1. ## inequality multiplication proof

use only addition and multiplication for proof

x > y iff xz > yz

2. Originally Posted by jay0148

x > y iff xz > yz
What are x,y,z?

3. Oops! Natural Numbers

4. Originally Posted by jay0148

x > y iff xz > yz
I take $\displaystyle \mathbb{N}$ to be $\displaystyle \{ 1,2,3,4,... \}$. That seems to be how your other posts define the naturals.

Proof: $\displaystyle x > y \Longleftrightarrow xz > yz$.

The ($\displaystyle \implies$) direction is obvious, just multiply both sides of the left hand side by $\displaystyle z$ and you get the right.
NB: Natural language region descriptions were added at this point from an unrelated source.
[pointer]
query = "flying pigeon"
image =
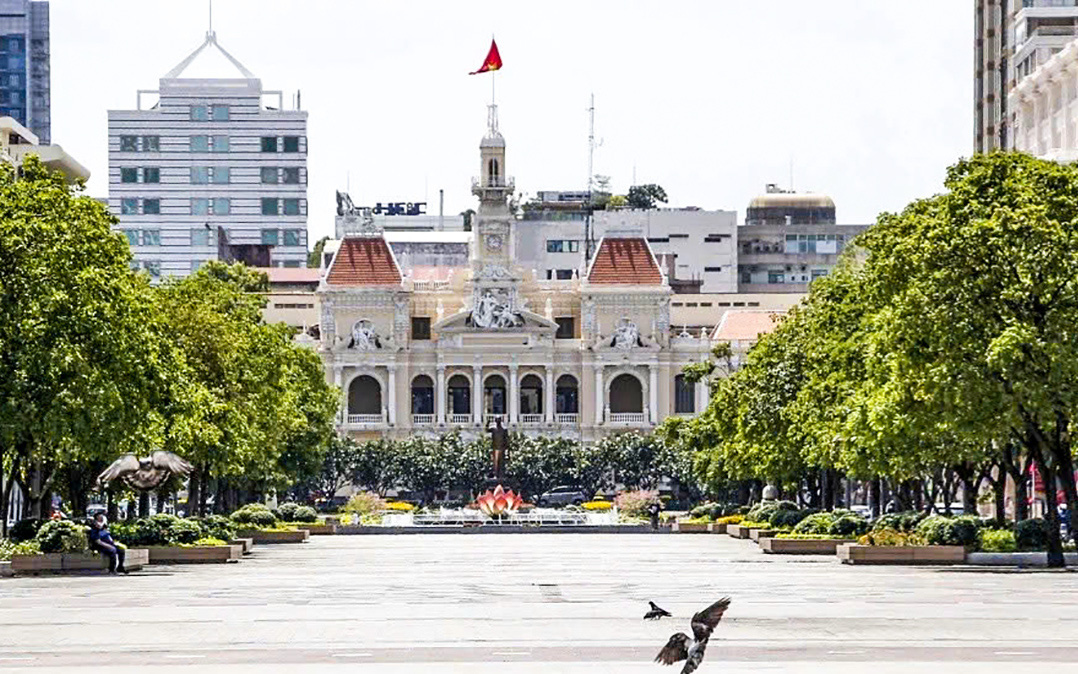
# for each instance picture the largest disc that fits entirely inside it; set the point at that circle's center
(680, 647)
(147, 472)
(655, 613)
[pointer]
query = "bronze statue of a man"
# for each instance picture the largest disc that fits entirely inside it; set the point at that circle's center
(499, 440)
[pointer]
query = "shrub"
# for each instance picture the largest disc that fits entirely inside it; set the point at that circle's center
(636, 503)
(1031, 535)
(788, 518)
(941, 531)
(817, 523)
(256, 514)
(218, 526)
(899, 521)
(997, 540)
(287, 511)
(9, 548)
(61, 536)
(892, 537)
(24, 530)
(305, 513)
(847, 526)
(367, 503)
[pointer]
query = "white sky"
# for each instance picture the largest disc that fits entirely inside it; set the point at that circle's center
(712, 99)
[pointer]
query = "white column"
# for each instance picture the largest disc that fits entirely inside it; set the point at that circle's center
(598, 394)
(514, 396)
(440, 396)
(391, 395)
(339, 381)
(653, 394)
(478, 395)
(549, 395)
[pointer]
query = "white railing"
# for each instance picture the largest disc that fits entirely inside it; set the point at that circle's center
(626, 417)
(365, 418)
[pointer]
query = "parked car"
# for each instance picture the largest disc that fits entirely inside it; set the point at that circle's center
(563, 496)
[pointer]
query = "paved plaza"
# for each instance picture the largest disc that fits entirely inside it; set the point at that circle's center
(540, 603)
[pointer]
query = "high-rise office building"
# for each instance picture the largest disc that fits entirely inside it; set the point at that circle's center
(24, 65)
(1011, 39)
(210, 168)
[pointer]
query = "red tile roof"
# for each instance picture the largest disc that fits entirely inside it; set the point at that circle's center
(291, 275)
(363, 262)
(624, 261)
(746, 326)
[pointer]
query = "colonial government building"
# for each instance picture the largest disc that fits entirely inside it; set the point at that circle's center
(455, 347)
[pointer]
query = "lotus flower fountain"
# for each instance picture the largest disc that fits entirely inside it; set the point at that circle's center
(498, 503)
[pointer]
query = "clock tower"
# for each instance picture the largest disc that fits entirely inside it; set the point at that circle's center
(496, 278)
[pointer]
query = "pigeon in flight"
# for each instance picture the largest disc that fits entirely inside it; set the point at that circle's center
(655, 613)
(680, 647)
(144, 473)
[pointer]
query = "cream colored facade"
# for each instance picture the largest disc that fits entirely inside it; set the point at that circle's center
(581, 358)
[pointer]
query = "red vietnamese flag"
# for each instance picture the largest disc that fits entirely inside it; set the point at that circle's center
(493, 60)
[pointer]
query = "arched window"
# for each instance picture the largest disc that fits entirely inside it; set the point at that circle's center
(626, 395)
(531, 395)
(685, 396)
(423, 395)
(494, 395)
(459, 395)
(364, 396)
(566, 394)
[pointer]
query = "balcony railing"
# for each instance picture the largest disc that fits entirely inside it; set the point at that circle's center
(365, 420)
(627, 417)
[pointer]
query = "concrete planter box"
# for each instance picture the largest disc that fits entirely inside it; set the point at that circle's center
(853, 553)
(736, 531)
(261, 537)
(57, 562)
(683, 527)
(801, 546)
(1017, 559)
(197, 554)
(246, 544)
(761, 534)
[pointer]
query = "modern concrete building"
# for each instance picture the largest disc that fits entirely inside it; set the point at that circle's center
(788, 239)
(1046, 108)
(1012, 38)
(16, 141)
(25, 65)
(210, 169)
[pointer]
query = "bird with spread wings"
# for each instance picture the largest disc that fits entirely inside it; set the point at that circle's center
(681, 647)
(144, 473)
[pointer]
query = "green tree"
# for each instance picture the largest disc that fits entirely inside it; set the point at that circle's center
(315, 257)
(83, 371)
(645, 196)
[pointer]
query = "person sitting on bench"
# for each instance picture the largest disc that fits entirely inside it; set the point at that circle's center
(101, 541)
For the converse, suppose $\displaystyle xz > yz$. Since $\displaystyle z \in \mathbb{N}$ we know that $\displaystyle z > 0$, thus we can divide by it. Dividing throughout the inequality by $\displaystyle z$ yeilds the desired result.

QED

You may see my response to your other posts for a more rigorous write-up. The language I used here is not very appropriate. This is very similar to the $\displaystyle x = y \Longleftrightarrow xz = yz$ proof I did.

5. I would like to see this proof using only multiplication and addition if anyone else can help...thanks.

6. x > y if and only if x = y + k has a solution in N for k (by definition). Then zx > zy if and only if zx = zy + j has a solution for some j in N. If you multiply x = y + k by z you get zx = zy + kz, thus choosing j = kz we have the solution to the equation.